昨年秋以来、不安視されていたデウバ内閣が、3月6日信任案(103票以上
で可決)を賛成101、反対92、棄権11で否決され、辞任した。NSPシン党
首とコングレス党2議員の欠席が致命的であった。
新首相は最高裁判例(95年8月)により現議会から選出されるため、デウ
バ首相辞任後、アディカリ( UMLネパール派)、チャンド(UMLゴータム派+RPP
チャンド派)、G・P・コイララ(NC+RPPタパ派)、パウダル議長(NC反コ
イララ派)などいく人かが取り沙汰されたが、結局、RPPのチャンドが3月10
日国王により首相に任命され、12日には次の8名からなる新内閣が成立した。
首相 Lokendra Bahadur Chand (RPP)〔兼任=王室、国防〕/副首相 Bamdev Gautam
(UML)〔兼任=内務、産業、人口・環境、運輸、観光・民間航空、青少年、ス
ポーツ・文化、教育、労働、議会担当、情報、総務。内務大臣以外は順次UML議
員に配分〕/大蔵大臣 Rabindra Nath Sharma〔兼任=建設、農業、水資源、外
務、土地問題、商業。大蔵大臣以外は順次RPP議員に配分〕/森林・土壌保全大
臣Sahana Pradhan(UML)/厚生大臣 Radha Krishna Mainali(U ML)/地域開発大
臣 Amrit Bohara(UML)/供給大臣兼科学技術大臣 Gajendra Narayan Singh(NSP)

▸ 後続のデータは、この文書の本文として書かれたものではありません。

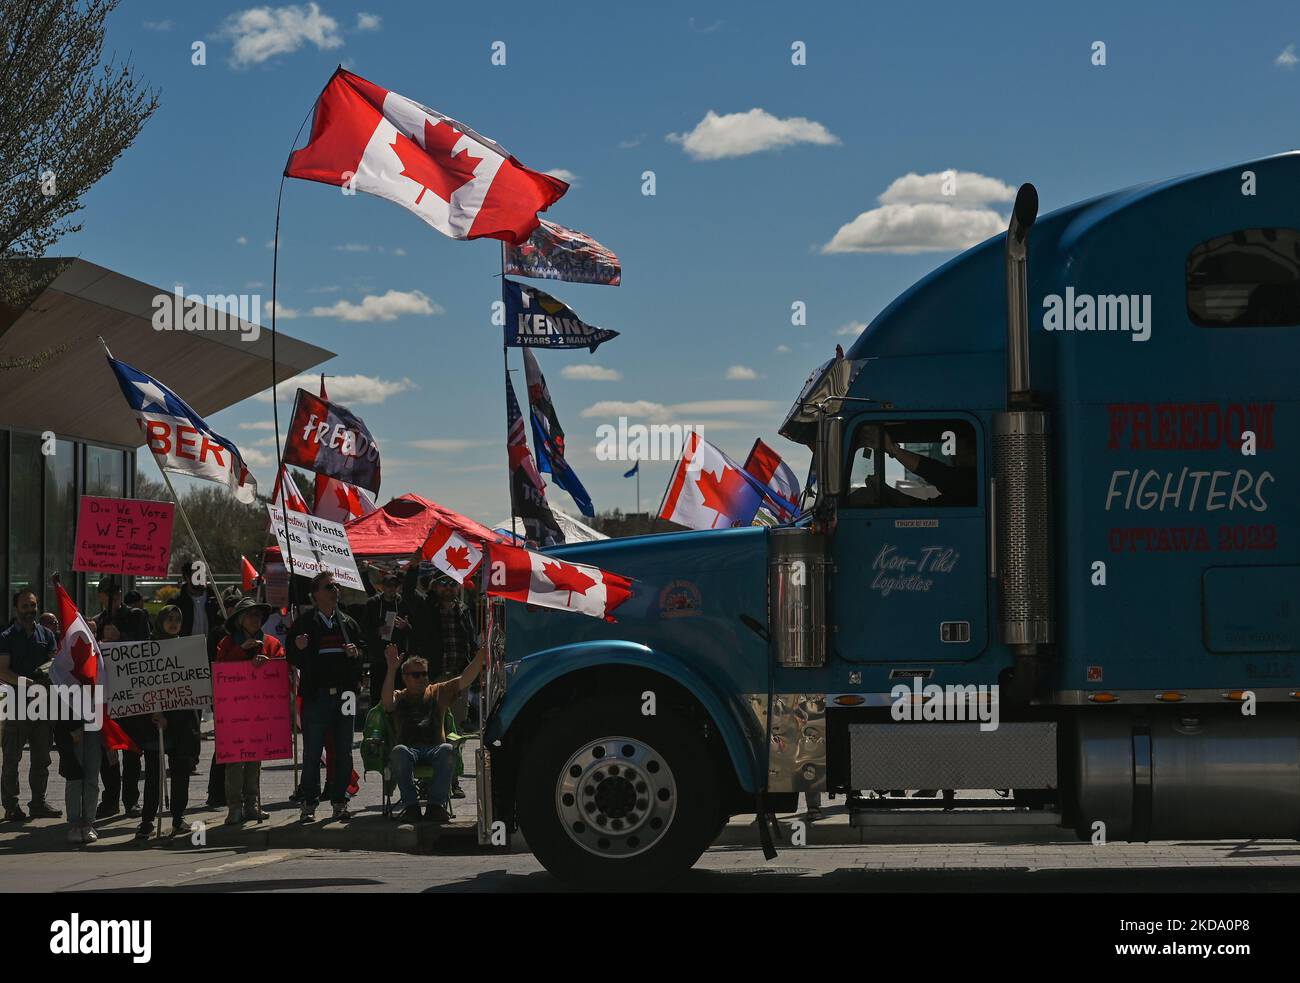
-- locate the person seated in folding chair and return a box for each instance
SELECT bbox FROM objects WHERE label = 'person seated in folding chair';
[381,641,485,824]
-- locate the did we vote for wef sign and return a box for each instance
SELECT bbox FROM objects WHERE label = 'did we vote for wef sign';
[73,496,175,577]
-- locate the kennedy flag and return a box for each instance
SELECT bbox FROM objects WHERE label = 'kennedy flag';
[502,279,619,353]
[284,389,382,495]
[486,541,632,622]
[285,68,566,245]
[107,356,257,503]
[524,349,594,517]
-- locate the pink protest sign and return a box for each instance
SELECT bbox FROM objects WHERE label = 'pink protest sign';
[213,659,292,764]
[73,496,175,576]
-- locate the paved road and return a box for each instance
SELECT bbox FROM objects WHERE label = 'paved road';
[5,838,1300,892]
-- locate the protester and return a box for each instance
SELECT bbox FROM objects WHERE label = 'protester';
[288,572,364,822]
[215,597,285,825]
[363,569,412,708]
[177,560,221,638]
[50,619,105,846]
[0,588,61,822]
[93,577,148,821]
[203,587,242,808]
[39,612,60,635]
[382,641,485,823]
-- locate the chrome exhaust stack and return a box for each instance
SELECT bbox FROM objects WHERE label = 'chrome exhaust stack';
[993,184,1055,670]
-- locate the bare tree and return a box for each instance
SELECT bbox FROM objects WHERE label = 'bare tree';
[0,0,159,307]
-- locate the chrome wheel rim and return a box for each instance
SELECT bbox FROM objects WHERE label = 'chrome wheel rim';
[555,736,676,858]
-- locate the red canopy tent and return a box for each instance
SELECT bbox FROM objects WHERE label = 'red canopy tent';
[342,493,502,559]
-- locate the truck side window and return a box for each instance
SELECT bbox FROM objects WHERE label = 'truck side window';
[1187,228,1300,327]
[845,420,977,508]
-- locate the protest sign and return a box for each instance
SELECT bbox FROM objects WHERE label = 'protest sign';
[213,659,292,764]
[73,496,175,576]
[103,635,211,718]
[266,504,364,589]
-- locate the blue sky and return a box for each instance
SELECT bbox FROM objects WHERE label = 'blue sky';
[65,0,1300,525]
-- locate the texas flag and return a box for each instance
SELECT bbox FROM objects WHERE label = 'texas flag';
[744,439,802,523]
[285,68,568,245]
[659,432,763,530]
[486,541,632,622]
[106,354,257,504]
[419,521,483,585]
[49,578,137,752]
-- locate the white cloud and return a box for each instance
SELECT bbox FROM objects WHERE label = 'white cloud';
[667,108,838,161]
[220,3,342,67]
[823,202,1005,254]
[823,168,1013,254]
[408,438,491,452]
[878,170,1016,208]
[143,19,173,31]
[545,168,579,187]
[1278,44,1298,68]
[236,235,248,246]
[265,300,299,319]
[837,322,868,336]
[254,373,416,405]
[239,421,276,430]
[617,135,644,150]
[689,17,723,33]
[581,400,666,418]
[241,447,275,468]
[582,398,780,419]
[309,289,442,321]
[562,364,622,381]
[356,12,381,31]
[391,247,406,256]
[246,280,265,289]
[334,242,371,252]
[725,365,757,380]
[775,344,792,354]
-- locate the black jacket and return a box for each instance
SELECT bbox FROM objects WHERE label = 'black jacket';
[362,591,413,661]
[177,588,221,638]
[286,605,364,695]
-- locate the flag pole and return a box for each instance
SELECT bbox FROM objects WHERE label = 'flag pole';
[501,241,520,544]
[636,465,641,517]
[98,336,229,621]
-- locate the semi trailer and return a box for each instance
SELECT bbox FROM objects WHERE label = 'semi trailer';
[476,152,1300,888]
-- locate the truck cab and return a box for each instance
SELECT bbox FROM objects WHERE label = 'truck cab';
[479,153,1300,889]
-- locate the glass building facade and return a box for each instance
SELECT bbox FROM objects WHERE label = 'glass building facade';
[0,427,135,614]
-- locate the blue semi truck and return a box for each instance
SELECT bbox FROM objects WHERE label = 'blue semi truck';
[476,153,1300,888]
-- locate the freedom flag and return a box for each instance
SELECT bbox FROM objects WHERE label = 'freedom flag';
[284,388,382,495]
[419,521,483,584]
[312,377,378,522]
[486,541,632,621]
[744,439,802,523]
[285,68,567,245]
[506,374,564,547]
[502,279,620,352]
[659,432,764,530]
[106,355,257,504]
[504,220,621,286]
[49,578,136,752]
[524,349,593,517]
[272,464,309,513]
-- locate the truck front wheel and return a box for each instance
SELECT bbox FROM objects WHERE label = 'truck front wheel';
[515,696,720,889]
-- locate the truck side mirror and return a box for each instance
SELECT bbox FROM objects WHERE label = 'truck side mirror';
[817,414,845,498]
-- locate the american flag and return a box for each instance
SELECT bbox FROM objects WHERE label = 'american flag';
[506,375,545,491]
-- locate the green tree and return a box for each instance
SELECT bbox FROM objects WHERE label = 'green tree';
[0,0,159,310]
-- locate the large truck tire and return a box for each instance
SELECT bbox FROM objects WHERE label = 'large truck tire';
[515,696,720,890]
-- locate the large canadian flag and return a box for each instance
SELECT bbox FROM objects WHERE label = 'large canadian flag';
[659,432,763,530]
[285,68,568,245]
[49,579,136,752]
[486,542,632,622]
[420,521,483,585]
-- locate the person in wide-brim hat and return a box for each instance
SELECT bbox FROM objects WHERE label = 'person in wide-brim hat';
[224,597,272,634]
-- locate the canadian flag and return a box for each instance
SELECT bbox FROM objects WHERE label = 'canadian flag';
[659,432,763,531]
[486,542,632,622]
[419,521,483,585]
[272,464,309,513]
[49,578,137,752]
[744,439,802,522]
[285,68,568,245]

/法務大臣兼女性・社会福祉大臣 Rameshwar Raya Yadav( NSJD) 新内閣の
首相、副首相以外のポストは、UML14、R PP6、NSP1、NSJD1の予定であり、
新内閣は明らかに UML――正確にはゴータム派――主導となる。いずれにせよ、
チャンド支持はUML90、NPP10、NSP2、NWP P1の計103議員であり、しか
もUML =RPPという不自然な連立である。政権の安定は至難と見ざるを得ない。